DHI Communities is a lease-up operator.
Bradford said that about 50% of its renters come from apartment living and 50% come from single-family homes.
“These renters are used to not having a property manager onsite,” Bradford said. “We maintain a leasing staff on the property and our maintenance and management staff is centralized.”
When ‘The Home’ is the Amenity
SFR-BTR is attracting unique clientele.
“SFR renters’ average age is 41,” Bradford said. “But ours are around 31 to 36. Somewhat surprisingly, we’re getting a lot of interest from students and their roommates who want to live in a home rather than an apartment.”
Williams said that one of the key demographics driving the interest in BTR is professional single women who appreciate the additional privacy and safety—particularly with attached garages.
While apartment communities emphasize their amenities, a common refrain among SFR-BTR operators is that the “home” is the amenity.
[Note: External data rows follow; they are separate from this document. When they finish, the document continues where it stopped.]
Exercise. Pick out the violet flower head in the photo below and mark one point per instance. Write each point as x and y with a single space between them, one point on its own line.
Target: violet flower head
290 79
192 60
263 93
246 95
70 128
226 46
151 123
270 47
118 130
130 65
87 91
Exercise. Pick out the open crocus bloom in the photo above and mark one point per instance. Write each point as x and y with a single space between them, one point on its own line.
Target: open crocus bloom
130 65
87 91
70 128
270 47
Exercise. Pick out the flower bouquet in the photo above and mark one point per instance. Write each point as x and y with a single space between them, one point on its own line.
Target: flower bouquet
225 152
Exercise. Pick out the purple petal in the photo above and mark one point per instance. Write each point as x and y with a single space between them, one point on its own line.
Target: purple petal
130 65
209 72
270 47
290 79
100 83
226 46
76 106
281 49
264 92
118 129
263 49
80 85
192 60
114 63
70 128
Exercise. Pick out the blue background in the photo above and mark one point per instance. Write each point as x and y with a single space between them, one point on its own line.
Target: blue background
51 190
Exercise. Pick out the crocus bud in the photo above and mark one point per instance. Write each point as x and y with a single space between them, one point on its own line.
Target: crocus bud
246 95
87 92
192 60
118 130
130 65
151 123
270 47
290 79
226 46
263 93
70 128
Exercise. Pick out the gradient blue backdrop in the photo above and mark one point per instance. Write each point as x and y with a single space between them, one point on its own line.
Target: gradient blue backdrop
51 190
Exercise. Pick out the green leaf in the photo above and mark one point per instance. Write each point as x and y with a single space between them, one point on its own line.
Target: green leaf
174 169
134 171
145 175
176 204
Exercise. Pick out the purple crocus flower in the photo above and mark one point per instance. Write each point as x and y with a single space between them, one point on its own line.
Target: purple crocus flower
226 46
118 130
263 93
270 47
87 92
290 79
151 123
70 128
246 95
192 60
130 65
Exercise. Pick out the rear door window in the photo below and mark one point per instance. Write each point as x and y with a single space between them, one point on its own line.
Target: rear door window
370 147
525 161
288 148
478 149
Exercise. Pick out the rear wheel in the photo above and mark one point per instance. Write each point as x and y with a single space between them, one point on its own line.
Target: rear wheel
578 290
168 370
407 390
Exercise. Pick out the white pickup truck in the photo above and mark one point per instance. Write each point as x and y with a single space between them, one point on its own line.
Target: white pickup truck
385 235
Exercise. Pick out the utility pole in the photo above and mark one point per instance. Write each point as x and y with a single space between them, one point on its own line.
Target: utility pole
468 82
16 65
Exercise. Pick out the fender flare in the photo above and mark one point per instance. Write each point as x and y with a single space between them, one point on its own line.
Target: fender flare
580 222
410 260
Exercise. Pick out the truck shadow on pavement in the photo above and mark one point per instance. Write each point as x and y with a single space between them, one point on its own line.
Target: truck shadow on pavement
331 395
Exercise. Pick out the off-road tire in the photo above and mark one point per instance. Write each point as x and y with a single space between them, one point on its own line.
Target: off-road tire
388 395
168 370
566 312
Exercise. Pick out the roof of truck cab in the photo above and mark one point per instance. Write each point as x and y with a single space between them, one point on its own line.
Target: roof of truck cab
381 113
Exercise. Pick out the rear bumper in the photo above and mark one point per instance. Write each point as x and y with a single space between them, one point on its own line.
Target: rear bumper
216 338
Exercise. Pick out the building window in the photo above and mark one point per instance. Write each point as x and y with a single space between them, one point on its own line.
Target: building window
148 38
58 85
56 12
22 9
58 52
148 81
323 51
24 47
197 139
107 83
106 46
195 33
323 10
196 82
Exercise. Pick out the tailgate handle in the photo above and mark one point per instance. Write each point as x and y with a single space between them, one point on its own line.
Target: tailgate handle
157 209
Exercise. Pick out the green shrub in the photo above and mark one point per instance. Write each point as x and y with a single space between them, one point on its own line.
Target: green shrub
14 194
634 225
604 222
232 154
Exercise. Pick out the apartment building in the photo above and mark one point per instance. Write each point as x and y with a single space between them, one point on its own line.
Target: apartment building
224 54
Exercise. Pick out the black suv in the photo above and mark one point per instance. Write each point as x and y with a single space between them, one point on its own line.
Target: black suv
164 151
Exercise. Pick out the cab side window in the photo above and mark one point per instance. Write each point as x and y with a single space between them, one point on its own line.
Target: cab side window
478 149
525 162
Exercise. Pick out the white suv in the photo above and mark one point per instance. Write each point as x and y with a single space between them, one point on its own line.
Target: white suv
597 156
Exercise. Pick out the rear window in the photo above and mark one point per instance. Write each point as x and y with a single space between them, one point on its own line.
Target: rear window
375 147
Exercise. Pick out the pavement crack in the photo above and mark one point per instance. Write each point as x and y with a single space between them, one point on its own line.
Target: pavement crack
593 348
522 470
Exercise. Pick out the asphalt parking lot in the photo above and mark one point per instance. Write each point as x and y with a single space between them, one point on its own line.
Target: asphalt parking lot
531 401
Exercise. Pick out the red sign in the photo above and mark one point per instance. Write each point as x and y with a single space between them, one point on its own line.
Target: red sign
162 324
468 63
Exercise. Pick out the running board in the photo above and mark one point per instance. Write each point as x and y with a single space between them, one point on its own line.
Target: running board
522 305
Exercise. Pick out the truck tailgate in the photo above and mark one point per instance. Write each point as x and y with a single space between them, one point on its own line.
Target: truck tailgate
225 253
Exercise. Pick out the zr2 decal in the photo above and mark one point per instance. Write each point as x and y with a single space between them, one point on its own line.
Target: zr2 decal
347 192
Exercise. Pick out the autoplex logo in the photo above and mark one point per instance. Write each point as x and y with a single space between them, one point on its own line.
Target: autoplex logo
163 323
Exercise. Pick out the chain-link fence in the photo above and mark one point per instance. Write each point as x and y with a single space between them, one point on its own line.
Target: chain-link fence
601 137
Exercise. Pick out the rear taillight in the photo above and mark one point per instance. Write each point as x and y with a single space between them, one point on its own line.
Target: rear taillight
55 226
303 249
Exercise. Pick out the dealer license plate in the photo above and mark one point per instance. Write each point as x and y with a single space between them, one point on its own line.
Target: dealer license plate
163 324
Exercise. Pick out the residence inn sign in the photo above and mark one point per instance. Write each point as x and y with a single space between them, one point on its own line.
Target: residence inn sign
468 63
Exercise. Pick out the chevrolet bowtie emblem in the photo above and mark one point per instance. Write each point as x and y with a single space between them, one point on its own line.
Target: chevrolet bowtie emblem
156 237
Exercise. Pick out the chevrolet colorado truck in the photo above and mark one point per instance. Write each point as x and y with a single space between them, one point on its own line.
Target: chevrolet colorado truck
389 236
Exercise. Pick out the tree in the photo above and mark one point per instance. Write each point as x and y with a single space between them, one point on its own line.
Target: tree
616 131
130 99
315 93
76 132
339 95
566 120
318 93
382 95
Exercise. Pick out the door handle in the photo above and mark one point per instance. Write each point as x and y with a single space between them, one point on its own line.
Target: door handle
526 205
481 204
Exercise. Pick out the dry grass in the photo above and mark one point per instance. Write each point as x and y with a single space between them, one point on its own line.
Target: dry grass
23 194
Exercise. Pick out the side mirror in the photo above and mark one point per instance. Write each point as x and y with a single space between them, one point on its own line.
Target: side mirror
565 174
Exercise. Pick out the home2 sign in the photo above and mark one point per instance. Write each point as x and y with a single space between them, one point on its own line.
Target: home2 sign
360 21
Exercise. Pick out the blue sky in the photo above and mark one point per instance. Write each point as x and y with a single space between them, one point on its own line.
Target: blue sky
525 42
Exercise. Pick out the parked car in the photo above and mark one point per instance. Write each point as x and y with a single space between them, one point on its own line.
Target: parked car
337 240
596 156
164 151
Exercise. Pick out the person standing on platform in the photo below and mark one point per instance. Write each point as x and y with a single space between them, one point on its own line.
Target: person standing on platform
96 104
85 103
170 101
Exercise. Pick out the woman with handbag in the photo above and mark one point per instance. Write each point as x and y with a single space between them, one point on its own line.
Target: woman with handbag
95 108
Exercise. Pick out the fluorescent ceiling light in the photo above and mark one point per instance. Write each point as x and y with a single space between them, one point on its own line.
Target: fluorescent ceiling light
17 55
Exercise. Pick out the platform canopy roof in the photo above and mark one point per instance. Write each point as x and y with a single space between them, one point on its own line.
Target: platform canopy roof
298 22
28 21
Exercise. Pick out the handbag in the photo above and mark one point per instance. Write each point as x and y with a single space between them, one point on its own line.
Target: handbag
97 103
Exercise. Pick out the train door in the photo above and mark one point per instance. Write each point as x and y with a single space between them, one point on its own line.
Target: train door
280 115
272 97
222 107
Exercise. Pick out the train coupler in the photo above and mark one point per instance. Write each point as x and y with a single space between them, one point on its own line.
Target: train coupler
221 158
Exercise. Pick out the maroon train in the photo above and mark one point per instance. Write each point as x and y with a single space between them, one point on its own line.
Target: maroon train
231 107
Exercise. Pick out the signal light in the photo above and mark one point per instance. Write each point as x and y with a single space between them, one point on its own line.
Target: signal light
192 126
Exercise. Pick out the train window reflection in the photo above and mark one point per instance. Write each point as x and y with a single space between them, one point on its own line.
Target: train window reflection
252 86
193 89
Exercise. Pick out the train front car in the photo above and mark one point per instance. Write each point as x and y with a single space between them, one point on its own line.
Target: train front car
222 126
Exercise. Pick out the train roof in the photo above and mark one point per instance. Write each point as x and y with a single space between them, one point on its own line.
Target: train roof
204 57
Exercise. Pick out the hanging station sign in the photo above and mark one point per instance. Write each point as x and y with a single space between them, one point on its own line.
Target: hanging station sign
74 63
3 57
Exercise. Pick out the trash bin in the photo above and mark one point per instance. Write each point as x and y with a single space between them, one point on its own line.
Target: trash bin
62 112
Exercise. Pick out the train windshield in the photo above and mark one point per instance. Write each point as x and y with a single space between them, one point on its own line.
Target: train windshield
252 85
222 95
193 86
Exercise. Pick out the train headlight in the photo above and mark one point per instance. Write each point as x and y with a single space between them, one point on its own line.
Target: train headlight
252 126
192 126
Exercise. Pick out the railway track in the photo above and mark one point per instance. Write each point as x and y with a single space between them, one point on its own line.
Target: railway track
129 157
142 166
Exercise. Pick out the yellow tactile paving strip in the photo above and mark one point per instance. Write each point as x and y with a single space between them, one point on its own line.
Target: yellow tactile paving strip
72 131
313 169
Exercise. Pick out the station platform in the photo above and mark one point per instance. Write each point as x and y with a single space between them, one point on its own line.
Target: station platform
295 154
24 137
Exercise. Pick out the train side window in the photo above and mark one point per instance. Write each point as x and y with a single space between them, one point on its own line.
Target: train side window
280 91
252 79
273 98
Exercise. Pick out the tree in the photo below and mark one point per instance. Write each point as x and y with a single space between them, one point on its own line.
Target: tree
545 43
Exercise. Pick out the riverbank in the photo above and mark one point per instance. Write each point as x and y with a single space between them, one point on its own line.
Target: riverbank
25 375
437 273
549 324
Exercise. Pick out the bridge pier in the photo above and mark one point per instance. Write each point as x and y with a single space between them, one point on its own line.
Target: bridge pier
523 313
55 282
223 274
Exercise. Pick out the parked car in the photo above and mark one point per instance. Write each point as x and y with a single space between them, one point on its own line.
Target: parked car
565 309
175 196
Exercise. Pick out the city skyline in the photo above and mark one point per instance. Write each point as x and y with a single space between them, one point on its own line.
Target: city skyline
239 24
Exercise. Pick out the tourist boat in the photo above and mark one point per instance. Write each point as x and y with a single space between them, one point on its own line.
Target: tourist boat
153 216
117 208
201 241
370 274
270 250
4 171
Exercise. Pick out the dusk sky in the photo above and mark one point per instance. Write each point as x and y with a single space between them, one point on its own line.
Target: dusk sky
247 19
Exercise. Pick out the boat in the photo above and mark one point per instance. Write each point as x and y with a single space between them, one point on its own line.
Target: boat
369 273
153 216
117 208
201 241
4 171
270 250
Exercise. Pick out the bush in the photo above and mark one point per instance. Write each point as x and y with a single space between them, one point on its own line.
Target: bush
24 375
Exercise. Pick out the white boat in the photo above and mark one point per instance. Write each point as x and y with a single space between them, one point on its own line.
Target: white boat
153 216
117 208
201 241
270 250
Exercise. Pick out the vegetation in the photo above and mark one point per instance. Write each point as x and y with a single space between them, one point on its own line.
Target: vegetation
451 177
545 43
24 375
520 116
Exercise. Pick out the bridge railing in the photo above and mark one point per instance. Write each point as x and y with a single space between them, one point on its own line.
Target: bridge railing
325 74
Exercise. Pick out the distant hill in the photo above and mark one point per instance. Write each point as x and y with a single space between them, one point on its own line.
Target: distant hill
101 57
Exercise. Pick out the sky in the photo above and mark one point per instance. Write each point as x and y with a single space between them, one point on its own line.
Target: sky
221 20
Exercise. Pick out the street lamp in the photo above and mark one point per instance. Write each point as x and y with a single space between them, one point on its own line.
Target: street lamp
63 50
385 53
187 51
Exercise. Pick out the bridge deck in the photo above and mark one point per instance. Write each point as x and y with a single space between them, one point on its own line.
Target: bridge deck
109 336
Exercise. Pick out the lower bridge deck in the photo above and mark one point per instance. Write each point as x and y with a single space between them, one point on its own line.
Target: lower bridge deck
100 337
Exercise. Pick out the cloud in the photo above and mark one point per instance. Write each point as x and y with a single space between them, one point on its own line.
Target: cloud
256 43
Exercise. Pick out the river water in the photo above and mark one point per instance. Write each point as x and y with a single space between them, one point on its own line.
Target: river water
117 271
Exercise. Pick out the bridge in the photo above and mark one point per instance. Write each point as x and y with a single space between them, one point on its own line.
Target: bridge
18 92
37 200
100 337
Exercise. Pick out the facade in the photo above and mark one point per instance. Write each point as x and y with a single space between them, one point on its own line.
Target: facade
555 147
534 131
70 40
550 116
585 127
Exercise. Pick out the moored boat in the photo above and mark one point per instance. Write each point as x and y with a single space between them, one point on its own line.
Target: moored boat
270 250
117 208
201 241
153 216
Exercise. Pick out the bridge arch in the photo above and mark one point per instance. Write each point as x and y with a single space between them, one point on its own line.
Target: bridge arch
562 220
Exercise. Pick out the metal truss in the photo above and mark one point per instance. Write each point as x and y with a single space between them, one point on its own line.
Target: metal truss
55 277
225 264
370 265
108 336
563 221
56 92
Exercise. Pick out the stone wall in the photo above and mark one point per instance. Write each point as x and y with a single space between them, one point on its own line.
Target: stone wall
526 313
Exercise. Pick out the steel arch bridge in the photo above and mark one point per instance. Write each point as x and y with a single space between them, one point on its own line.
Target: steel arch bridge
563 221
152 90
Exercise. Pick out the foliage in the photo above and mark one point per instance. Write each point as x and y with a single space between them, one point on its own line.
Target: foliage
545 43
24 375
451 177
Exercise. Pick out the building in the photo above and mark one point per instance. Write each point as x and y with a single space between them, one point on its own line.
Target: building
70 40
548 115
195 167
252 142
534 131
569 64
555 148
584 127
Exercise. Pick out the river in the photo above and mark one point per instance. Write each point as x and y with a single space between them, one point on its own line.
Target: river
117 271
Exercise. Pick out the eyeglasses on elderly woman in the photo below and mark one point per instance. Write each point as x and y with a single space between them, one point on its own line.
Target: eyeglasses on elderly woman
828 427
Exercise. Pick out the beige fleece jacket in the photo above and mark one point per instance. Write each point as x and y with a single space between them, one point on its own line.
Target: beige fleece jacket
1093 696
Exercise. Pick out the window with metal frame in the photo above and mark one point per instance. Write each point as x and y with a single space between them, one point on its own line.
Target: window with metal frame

There are special perks that can help drive the lease, the panelists said.
“Our black-brick homes are popular, so we add a ‘pretty premium’ to them,” Bradford said. “We never saw that in apartment leasing. Tornado shelters are very popular in Oklahoma. We’ve also learned that it’s important that these homes come with garages large enough for full-sized trucks, because those are so popular in Texas.”
The panel said that developers are looking to add more storage space to these homes’ designs, too.
Williams said that leasing agents need to be trained on how to sell this “unique” product.
“Just because the person is great at leasing high-luxury apartments doesn’t mean they know how to sell these homes,” Williams said. “This is a different product with different demand drivers.”
They also require unique retention efforts and pitches.
Bradford pointed out these homes have more space than apartments, so the residents have more “stuff,” which means it’s more difficult and expensive to move.
“This is a point we often discuss throughout the renewal process,” she said.
Industry’s Primary Challenges Today
In addition to rising interest rates and materials costs, among the challenges today to expand SFR-BTR portfolios is acquiring land, Williams said.
“Land is a natural governor,” he said. “You need more acreage and the demand here [in Texas and other markets] has driven up the price.”
Resistance from “the locals” is another barrier.
“If you are building housing, there will be NIMBYs,” Williams said. “But SFR communities are typically an easier sell to local officials than apartments.”
Bradford said when DHI Communities is developing a new community, “we sit down with our adjacent for-sale neighborhoods and explain to them what we’re building and who will be living there because existing homeowners can become concerned.”
Paul Bergeron is a freelance writer for units Magazine.